SEOUL, South Korea -- The last South Korean workers at an industrial zone jointly run with North Korea left the complex yesterday, bringing activities to a halt for the first time since the park opened nearly a decade ago.
All seven workers returned to South Korea, Unification Ministry spokeswoman Park Soo-Jin said by phone. North Korea had prevented them from leaving the Kaesong complex earlier this week due to a dispute over unpaid wages and bills.
The withdrawal severs one of the last channels of inter-Korean contact and shutters a plant that has been an important source of income for the North.
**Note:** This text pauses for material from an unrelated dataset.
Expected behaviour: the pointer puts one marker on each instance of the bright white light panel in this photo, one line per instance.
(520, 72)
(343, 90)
It comes amid weeks of tension on the Korean peninsula since Kim Jong Un's regime in February conducted an atomic test and threatened pre-emptive nuclear strikes against its enemies.
"The very existence of Kaesong used to ease the political tension between the two Koreas, so shutting it down even temporarily means higher geopolitical risk," Cho Bong-Hyun, a research fellow at IBK Economic Research Institute, said.
North Korea recalled all of its workers from the factory park on April 8 to protest U.S. and South Korean joint annual military drills, which concluded this week. The decision by South Korean president Park Geun-hye to withdraw workers was "inevitable" after North Korea refused to hold talks over the facility, Unification Ministry officials have said.
Kaesong has remained open during previous periods of tension.